Rozmawiałam kilka słów, ale ja chciałam prędko iść do domu. To jeden mówi tak: „Dora, dlaczego ta pani ucieka?”. Ten drugi się odzywa: „Z szajgiecem nie wolno chodzić”. Żydzi mówili na polskiego chłopca „szajgiec”. Ja nie wiem nawet co to, znaczenia to ja nie [znam, chodziło o to], że nie jest Żydem. Ale chłopcy wiedzieli, Polacy. [Dora] była niska, ale ładna. To nie mogę powiedzieć, ładna dziewczynka.

Ona nie żyje, to wiem, nie przeżyła. Jedna przeżyła, ona była w Rosji, Szternówna. W jednej klasie byłam z nią.
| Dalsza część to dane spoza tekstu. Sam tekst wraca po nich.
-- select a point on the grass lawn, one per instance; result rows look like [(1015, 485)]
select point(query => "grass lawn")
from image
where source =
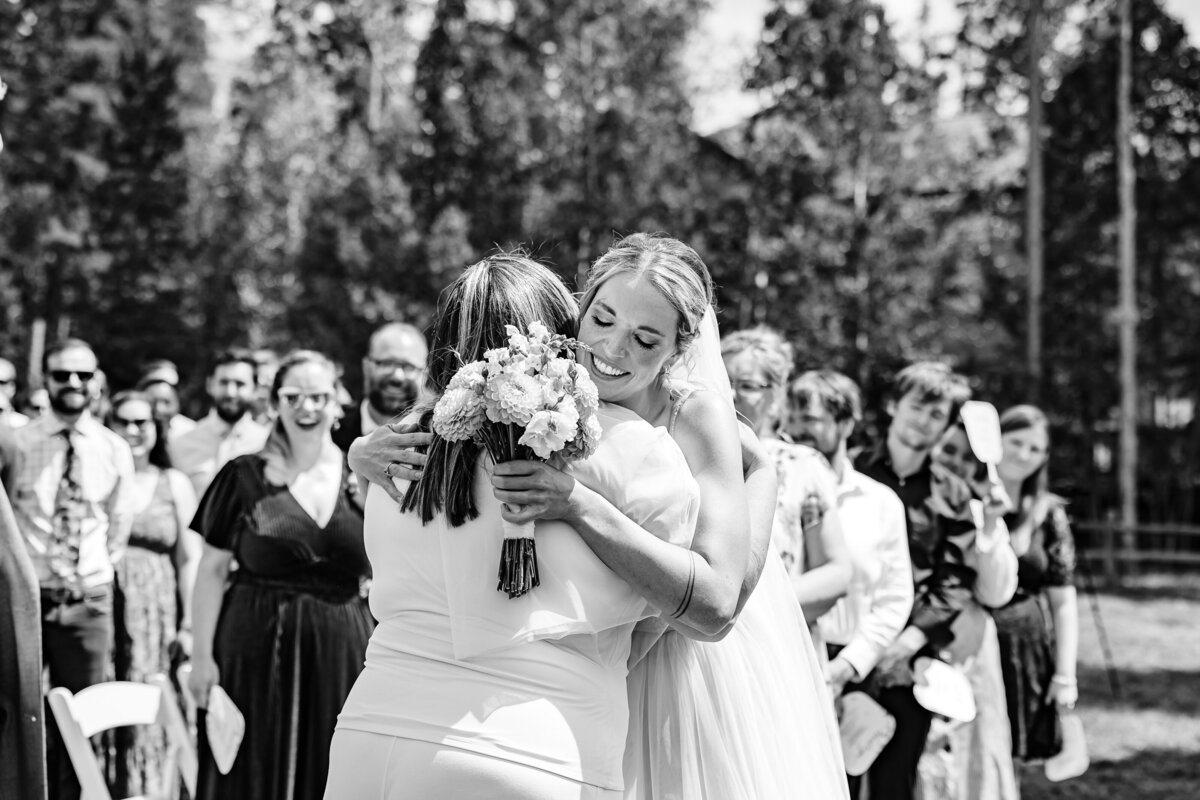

Dla dziewcząt [gimnazjum] było na Niecałej, a dla chłopców na Radziwiłłowskiej. Ja pamiętam kilka osób. Nie skończyłam gimnazjum, bo trzeba było płacić bardzo [dużo]. Były gimnazja państwowe, co kosztowały mniej, ale Żydów nie przyjęli. Tylko polskie dzieci chodziły. Pamiętam też kilku nauczycieli, nauczycielka była. Wtedy mówili na nauczyciela „profesor”. Ja chciałam się uczyć, ale nie miałam pieniędzy, mój ojciec nie miał tyle. Uczyłam się półtora roku w gimnazjum, mój ojciec nie mógł tyle [płacić]. U nas siostra skończyła gimnazjum, brat, ale pracy nie było przed wojną, a później do wojska poszedł i wojna. Na tym się skończyło.